Wholesale Pork Added to Mandatory Price Reporting Bill
P. Scott Shearer
Mon, 2010-10-04 16:03
President Barack Obama signed the Mandatory Price Reporting Reauthorization bill, which renews mandatory price reporting for beef, pork, and lamb, and adds dairy products for five years. The legislation modifies existing law by requiring Mandatory Reporting of Wholesale Pork (MRWP) cuts in order to expand transparency in the pork industry.
Agriculture vs. EPA — The issue of the Environmental Protection Agency’s (EPA) regulations and initiatives on U.S. agriculture is getting more and more attention:
Senate Agriculture Committee: The Senate Agriculture Committee held a hearing to “Examine the Impact of EPA Regulation on Agriculture.” Senators of both parties raised concerns with EPA’s spray drift guidance, settling clean water act lawsuits, greenhouse gases, dust spreading, atrazine regulation, E-15 ethanol use, and phosphorus standards in water. Senator Blanche Lincoln (D-AR), chair of the Senate Agriculture Committee, asked EPA Administrator Lisa Jackson if these new regulations would even benefit conservation or (did they) just hinder the lives of farmers? She also expressed concern that the EPA was not setting achievable goals for farmers and not providing them with the proper resources and tools needed for new compliance obligations and regulations. Senator Mike Johanns (R-NE) complained of the nonstop regulatory assaults on agriculture and the effects on small producers.

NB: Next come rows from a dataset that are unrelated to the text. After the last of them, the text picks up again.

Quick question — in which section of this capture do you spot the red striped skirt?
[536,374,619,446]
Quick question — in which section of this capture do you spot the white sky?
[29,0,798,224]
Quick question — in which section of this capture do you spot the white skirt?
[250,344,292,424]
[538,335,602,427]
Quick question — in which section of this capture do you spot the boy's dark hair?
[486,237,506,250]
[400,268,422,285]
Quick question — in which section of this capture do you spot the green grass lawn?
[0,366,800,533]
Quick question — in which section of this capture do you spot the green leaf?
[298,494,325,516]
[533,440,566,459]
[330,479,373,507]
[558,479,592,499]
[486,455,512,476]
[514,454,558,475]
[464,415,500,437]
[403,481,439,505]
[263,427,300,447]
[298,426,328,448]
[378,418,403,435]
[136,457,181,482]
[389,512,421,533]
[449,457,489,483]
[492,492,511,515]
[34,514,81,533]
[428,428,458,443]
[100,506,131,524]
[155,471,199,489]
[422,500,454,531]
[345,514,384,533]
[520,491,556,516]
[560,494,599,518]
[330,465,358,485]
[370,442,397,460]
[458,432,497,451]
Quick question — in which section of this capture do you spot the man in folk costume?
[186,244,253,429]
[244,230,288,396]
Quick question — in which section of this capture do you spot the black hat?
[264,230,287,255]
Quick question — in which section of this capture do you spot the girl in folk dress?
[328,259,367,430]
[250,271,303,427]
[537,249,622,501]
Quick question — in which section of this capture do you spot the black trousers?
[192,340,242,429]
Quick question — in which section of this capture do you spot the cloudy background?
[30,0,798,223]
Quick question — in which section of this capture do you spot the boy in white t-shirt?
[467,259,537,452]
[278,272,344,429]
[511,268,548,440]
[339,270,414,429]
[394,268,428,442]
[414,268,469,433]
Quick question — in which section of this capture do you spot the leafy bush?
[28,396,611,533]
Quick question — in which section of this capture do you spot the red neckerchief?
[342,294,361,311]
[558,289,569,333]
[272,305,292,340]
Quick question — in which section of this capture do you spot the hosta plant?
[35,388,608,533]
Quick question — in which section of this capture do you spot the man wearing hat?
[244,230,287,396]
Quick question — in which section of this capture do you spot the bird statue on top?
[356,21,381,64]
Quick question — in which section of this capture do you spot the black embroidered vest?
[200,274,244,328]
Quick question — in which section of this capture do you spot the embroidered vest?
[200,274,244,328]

Congressional Members: A group of House of Representatives members met with EPA to discuss the application of laws under the agency’s jurisdiction to farmers, ranchers and small businesses. The members indicated that many of “today’s environmental programs are not only highly controversial in our districts, but are viewed as resulting in consequences and wide-ranging negative effects that were never anticipated or considered when the existing laws were passed.”

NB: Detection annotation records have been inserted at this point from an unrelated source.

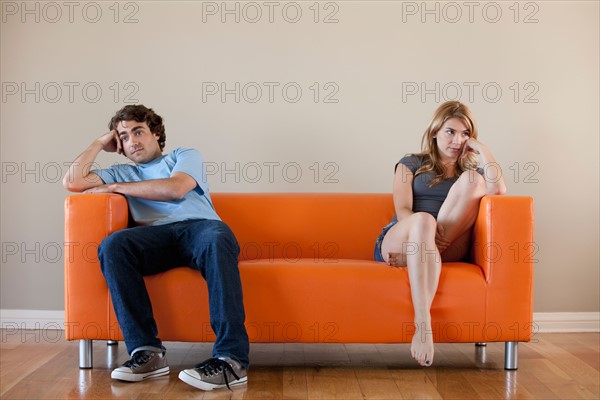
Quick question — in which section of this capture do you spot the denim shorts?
[373,221,398,262]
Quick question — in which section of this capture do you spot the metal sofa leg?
[79,339,94,369]
[504,342,519,370]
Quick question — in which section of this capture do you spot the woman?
[375,101,506,366]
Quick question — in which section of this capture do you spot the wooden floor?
[0,330,600,400]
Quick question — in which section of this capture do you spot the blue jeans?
[98,220,249,367]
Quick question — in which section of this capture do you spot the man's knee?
[203,221,240,254]
[98,231,127,272]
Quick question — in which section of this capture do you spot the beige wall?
[0,1,600,312]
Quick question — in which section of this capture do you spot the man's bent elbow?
[63,175,87,193]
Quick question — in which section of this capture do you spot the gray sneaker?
[179,358,248,390]
[110,350,169,382]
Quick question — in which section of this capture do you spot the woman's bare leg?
[437,171,485,261]
[381,213,442,366]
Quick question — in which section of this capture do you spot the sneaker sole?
[179,371,248,391]
[110,366,169,382]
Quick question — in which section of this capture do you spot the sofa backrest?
[211,193,394,262]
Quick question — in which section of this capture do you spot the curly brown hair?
[108,104,167,151]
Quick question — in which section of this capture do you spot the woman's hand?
[460,138,485,158]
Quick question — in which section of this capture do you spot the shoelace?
[123,351,152,368]
[196,358,240,390]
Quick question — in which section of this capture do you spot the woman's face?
[434,118,471,162]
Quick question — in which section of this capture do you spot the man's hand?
[98,129,123,154]
[83,183,116,193]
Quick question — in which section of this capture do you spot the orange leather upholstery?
[65,193,536,343]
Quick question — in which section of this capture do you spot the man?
[63,105,249,390]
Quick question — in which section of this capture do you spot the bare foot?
[410,322,433,367]
[388,253,406,267]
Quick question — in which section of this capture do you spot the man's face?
[117,121,162,164]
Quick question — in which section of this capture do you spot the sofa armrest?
[64,194,128,340]
[473,196,537,283]
[473,196,537,342]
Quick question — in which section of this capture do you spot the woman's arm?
[461,138,506,194]
[393,163,414,221]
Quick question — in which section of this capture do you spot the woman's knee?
[409,212,437,239]
[452,170,485,197]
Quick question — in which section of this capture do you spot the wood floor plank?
[354,366,402,400]
[0,331,600,400]
[390,368,442,399]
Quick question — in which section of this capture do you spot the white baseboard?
[533,312,600,333]
[0,310,600,333]
[0,310,65,330]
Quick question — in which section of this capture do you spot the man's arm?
[63,130,122,192]
[85,172,197,201]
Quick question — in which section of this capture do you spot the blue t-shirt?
[92,147,220,225]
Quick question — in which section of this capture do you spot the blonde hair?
[415,101,477,187]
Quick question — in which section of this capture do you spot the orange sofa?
[65,193,536,369]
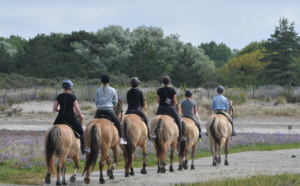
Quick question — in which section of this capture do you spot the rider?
[211,86,236,136]
[95,74,127,145]
[53,80,90,154]
[126,77,153,140]
[181,90,201,139]
[156,76,187,141]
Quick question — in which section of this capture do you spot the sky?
[0,0,300,50]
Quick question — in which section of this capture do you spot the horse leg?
[107,145,118,179]
[99,147,108,184]
[191,143,197,170]
[61,163,67,185]
[130,154,134,176]
[141,142,147,174]
[70,154,79,183]
[224,137,230,165]
[169,143,177,172]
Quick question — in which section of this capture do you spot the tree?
[198,41,233,68]
[257,18,300,85]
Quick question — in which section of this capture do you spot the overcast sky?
[0,0,300,49]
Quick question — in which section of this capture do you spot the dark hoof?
[141,168,147,174]
[191,165,195,170]
[224,161,229,165]
[106,169,114,177]
[70,176,76,183]
[45,173,51,184]
[99,178,105,184]
[83,177,91,184]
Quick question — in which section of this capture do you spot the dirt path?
[42,149,300,185]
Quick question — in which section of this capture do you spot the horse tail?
[155,119,166,160]
[178,121,188,156]
[45,126,62,174]
[123,117,135,171]
[82,124,102,175]
[209,117,221,145]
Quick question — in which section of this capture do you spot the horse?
[176,104,200,170]
[44,118,83,185]
[121,99,148,177]
[150,115,183,173]
[206,101,233,166]
[82,100,124,184]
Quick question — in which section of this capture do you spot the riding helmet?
[162,76,171,85]
[62,80,73,89]
[130,77,140,87]
[217,86,224,94]
[101,74,110,84]
[185,90,193,97]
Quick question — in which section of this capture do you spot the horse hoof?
[70,176,76,183]
[83,177,91,184]
[224,161,229,165]
[99,178,105,184]
[141,168,147,174]
[106,169,114,177]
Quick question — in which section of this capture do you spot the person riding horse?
[126,77,153,141]
[53,80,90,155]
[181,90,201,139]
[211,86,236,136]
[151,76,187,141]
[95,74,127,145]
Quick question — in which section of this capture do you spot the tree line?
[0,18,300,87]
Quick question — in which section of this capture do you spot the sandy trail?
[42,149,300,185]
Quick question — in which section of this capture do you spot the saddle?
[54,121,80,138]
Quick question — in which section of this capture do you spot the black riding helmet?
[217,86,224,94]
[162,76,171,85]
[185,90,193,97]
[101,74,110,84]
[62,80,73,90]
[130,77,140,87]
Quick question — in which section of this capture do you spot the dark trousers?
[126,106,150,135]
[54,115,85,152]
[156,106,182,136]
[95,109,121,137]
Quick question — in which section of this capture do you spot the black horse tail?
[45,126,61,174]
[123,117,135,170]
[178,121,188,157]
[154,119,166,160]
[82,124,102,175]
[209,117,221,145]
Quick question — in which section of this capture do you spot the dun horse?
[82,100,124,184]
[206,101,233,166]
[45,119,83,185]
[176,104,200,170]
[150,115,183,173]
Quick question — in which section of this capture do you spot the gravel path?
[42,149,300,185]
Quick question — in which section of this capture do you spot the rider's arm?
[53,100,58,112]
[73,100,84,119]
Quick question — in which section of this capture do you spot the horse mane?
[45,126,62,174]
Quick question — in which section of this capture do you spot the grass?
[183,174,300,186]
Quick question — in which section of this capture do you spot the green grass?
[187,174,300,186]
[0,143,300,185]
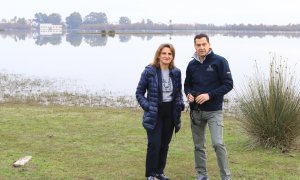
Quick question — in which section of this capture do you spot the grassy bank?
[0,104,300,180]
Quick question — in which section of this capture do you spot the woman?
[135,44,184,180]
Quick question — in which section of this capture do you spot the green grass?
[0,104,300,180]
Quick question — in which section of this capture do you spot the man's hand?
[194,93,209,104]
[186,94,195,103]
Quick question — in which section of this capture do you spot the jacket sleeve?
[179,71,185,111]
[184,65,192,96]
[208,59,233,98]
[135,69,149,111]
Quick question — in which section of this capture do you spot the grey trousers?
[190,110,230,178]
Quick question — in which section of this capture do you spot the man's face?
[194,37,210,59]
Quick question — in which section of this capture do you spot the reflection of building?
[40,24,62,35]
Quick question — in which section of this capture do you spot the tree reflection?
[66,33,82,47]
[119,34,131,42]
[35,35,61,46]
[83,35,107,47]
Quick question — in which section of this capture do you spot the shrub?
[238,54,300,152]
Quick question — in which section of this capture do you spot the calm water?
[0,33,300,99]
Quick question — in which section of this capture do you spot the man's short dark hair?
[194,33,209,44]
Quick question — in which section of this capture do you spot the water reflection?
[0,31,300,47]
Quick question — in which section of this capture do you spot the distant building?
[40,23,62,35]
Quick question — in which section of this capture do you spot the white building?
[40,23,62,35]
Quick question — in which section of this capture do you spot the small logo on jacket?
[206,65,214,71]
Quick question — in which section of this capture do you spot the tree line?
[0,12,300,31]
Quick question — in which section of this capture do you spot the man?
[184,34,233,180]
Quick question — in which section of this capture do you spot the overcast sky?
[0,0,300,25]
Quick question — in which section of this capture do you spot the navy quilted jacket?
[135,65,184,132]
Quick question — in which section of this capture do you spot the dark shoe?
[146,176,155,180]
[196,174,209,180]
[155,174,171,180]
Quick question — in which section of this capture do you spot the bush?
[238,54,300,152]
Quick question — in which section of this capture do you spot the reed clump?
[238,54,300,152]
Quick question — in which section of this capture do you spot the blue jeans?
[190,110,230,178]
[146,102,174,177]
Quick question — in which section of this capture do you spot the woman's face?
[158,47,173,65]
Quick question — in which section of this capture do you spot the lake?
[0,32,300,107]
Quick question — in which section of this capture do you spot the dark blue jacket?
[135,65,184,132]
[184,51,233,111]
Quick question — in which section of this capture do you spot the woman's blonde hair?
[151,43,175,69]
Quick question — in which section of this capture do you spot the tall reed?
[238,54,300,151]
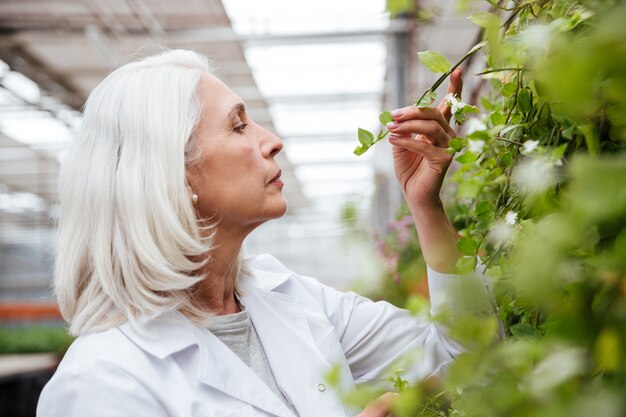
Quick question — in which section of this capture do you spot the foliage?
[346,0,626,417]
[0,326,74,354]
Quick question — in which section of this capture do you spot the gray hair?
[54,50,233,335]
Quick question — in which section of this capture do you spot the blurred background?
[0,0,478,416]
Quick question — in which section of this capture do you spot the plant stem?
[420,404,447,417]
[494,136,523,146]
[415,44,484,103]
[476,67,530,75]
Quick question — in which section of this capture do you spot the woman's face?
[187,74,287,233]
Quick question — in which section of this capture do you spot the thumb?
[438,67,463,122]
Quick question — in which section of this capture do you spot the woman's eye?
[234,123,248,133]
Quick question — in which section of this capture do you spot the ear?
[185,172,198,205]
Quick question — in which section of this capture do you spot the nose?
[262,128,283,158]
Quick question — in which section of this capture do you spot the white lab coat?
[37,255,491,417]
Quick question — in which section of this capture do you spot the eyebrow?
[228,103,246,122]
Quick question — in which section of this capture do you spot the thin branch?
[420,404,447,417]
[415,41,484,103]
[494,136,524,146]
[476,67,530,75]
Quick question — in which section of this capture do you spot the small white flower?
[465,117,487,135]
[504,211,517,225]
[467,139,485,153]
[487,220,515,247]
[521,140,539,155]
[511,158,556,194]
[444,93,467,114]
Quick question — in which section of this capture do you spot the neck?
[194,229,245,316]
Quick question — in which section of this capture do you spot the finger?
[391,106,447,124]
[389,135,445,160]
[387,106,456,139]
[438,67,463,122]
[356,392,398,417]
[387,118,454,147]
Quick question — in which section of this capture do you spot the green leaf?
[509,323,539,338]
[378,111,393,125]
[359,128,374,148]
[502,152,513,167]
[469,12,500,29]
[415,90,437,109]
[517,88,533,113]
[352,145,369,156]
[500,83,517,97]
[466,41,487,55]
[456,151,478,164]
[417,51,452,73]
[457,179,482,199]
[448,138,465,152]
[552,143,567,160]
[467,130,491,142]
[461,104,480,113]
[454,256,476,275]
[580,123,600,155]
[490,111,506,126]
[456,237,478,256]
[476,200,494,216]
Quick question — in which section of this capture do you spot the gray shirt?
[209,309,298,416]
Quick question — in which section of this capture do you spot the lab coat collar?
[120,311,199,359]
[240,254,293,291]
[120,255,292,359]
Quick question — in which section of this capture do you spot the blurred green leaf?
[455,151,478,164]
[456,237,478,256]
[378,111,393,126]
[417,51,451,73]
[517,88,532,113]
[415,91,437,109]
[359,128,374,147]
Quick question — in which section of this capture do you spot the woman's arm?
[387,68,463,273]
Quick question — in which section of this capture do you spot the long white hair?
[54,50,230,335]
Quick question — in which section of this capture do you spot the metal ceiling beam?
[0,19,411,46]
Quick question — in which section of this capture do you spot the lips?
[270,169,283,183]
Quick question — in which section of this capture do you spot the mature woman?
[38,51,491,417]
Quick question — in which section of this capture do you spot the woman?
[38,51,490,417]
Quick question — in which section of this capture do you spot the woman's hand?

Rural America Solutions Group: The Republican Rural America Solutions Group co-chaired by Congressmen Frank Lucas (R-OK), Sam Graves (R-MO), and Doc Hastings (R-WA) hosted a forum concerning the EPA’s regulations and initiatives that are hindering economic expansion in rural America.
Expected Decision on E15 Ethanol — Environmental Protection Agency (EPA) Administrator Lisa Jackson indicated to the Senate Agriculture Committee that the agency expects to receive the Department of Energy’s (DOE) study on higher ethanol blends for vehicles 2007 or newer in the very near future. Once the data is received, EPA expects to make a decision within two weeks on raising the ethanol blend rate to 15% from the current 10% rate on those model years. DOE’s study on higher blends for vehicles in model years 2001-2007 will not be completed until the end of November.
China Places Anti-Dumping Duties on U.S. Chicken Products — China’s Ministry of Commerce has announced it is imposing antidumping duties of 50.3 to 105.4% on chicken products from the United States for five years. According to the Ministry, China found that the U.S. chicken industry dumped poultry products on the Chinese market, negatively impacting domestic production. The initial Chinese investigation claimed the United States provides subsidized soybeans and corn to its poultry industry, thus negatively impacting Chinese producers.
Increased Penalties for Tainted Foods — The Senate Judiciary Committee passed S. 3767, the “Food Safety Accountability Act,” which would increase penalties on companies and individuals who knowingly violate food safety standards. The legislation would increase penalties for distributing tainted food products; it establishes fines and prison sentences of up to 10 years for violations. Senator Patrick Leahy (D-VT), sponsor of the bill, said, “This bill significantly increases the chances that those who commit food safety crimes will face jail time rather than a slap on the wrist for their criminal conduct.”